Jahrestagung 2018 in Sélestat

Unsere diesjährige Jahrestagung fand im Elsass statt. Wir besuchten die Humanistenstadt Sélestat – von Erasmus einst überschwänglich gelobt –, die dem Papier in vielerlei Hinsicht verbunden ist. Dort besichtigten wir die älteste öffentliche Bibliothek des Elsass: die 1452 gegründete und dieses Jahr wiedereröffnete Humanistenbibliothek. Ihr Fundus geht zurück auf die Bestände der berühmten Schlettstädter Lateinschule sowie auf die Privatbibliothek des Beatus Rhenanus, die dieser seiner Geburtsstadt 1547 vermacht hat – übrigens inklusive eines Schulheftes, das der ehemalige Lateinschüler 1498/99 geführt hat. Dass der Bestand nie auseinandergerissen wurde, sondern im 19. und 20. Jahrhundert sogar noch erweitert, macht ihn so wertvoll. Er umfasst viele bedeutende Handschriften, darunter ein merowingisches Lektionar aus dem 7. Jahrhundert und das Wunderbuch der heiligen Fides, 550 Inkunabeln und an die 2500 Drucke des 16. Jahrhunderts. Seit 2011 gehört er zum Weltdokumentenerbe der Unseco und kann nun dank eines Erweiterungsbaus des Architekten Rudy Ricciotti sowie umfangreicher Renovierungs- und Restaurierungsarbeiten auch mit einer neuen Ausstellung adäquat präsentiert werden. Bereits der Neubau mit seinen rosa Sandsteinsäulen, die sich in Farbe und Formensprache an die Fassade der Kornhalle anschmiegen, in der die Bibliothek seit 1889 untergebracht ist, war sehenswert.
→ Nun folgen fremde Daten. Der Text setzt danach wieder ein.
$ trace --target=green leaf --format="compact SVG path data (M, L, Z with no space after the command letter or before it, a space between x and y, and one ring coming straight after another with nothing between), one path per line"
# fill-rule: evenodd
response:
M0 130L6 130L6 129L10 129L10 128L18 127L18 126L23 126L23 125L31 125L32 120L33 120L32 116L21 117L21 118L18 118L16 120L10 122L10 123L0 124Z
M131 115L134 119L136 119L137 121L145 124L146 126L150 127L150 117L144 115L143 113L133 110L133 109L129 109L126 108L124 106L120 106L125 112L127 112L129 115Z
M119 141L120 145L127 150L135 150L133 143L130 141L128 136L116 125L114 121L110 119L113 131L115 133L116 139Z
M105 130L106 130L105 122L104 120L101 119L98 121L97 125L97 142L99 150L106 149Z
Nach der Bibliotheksbesichtigung erfuhren wir bei einem kurzen Stadtrundgang weitere interessante Fakten, so scheint nicht nur Erasmus von Rotterdam von Sélestat sehr angetan gewesen zu sein, sondern lange vor ihm schon Karl der Grosse – er feierte im Jahr 775 in Sélestat Weihnachten.

Unser Tagungshotel befand sich etwa zehn Autominuten ausserhalb von Sélestat, in dem kleinen Ort Saint Hippolyte am Fusse der Haut Koenigsbourg und umgeben von Weinbergen. Nach dem Abendessen präsentierte Gerhard Becker noch einige Kalligraphie-Übungen aus verschiedenen Jahrhunderten, darunter auch ein schwierig zu entzifferndes Schrifträtsel.

Am Sonntagmorgen folgten spannende Vorträge von Gerhard Becker (Jakob Wimpheling- ein Humanist aus Sélestat), Yasmine Kerber (Perforierte Notenrollenpapiere als Tonsteuerungsträger mechanischer Musikinstrumente), Katrin Graf Lamei und Martin Kluge (Alternativen zu Gutenberg). Ein Kurzfilm, der die Restaurierungsmethoden des Klosters Praglia veranschaulichte, rundete die Tagung ab.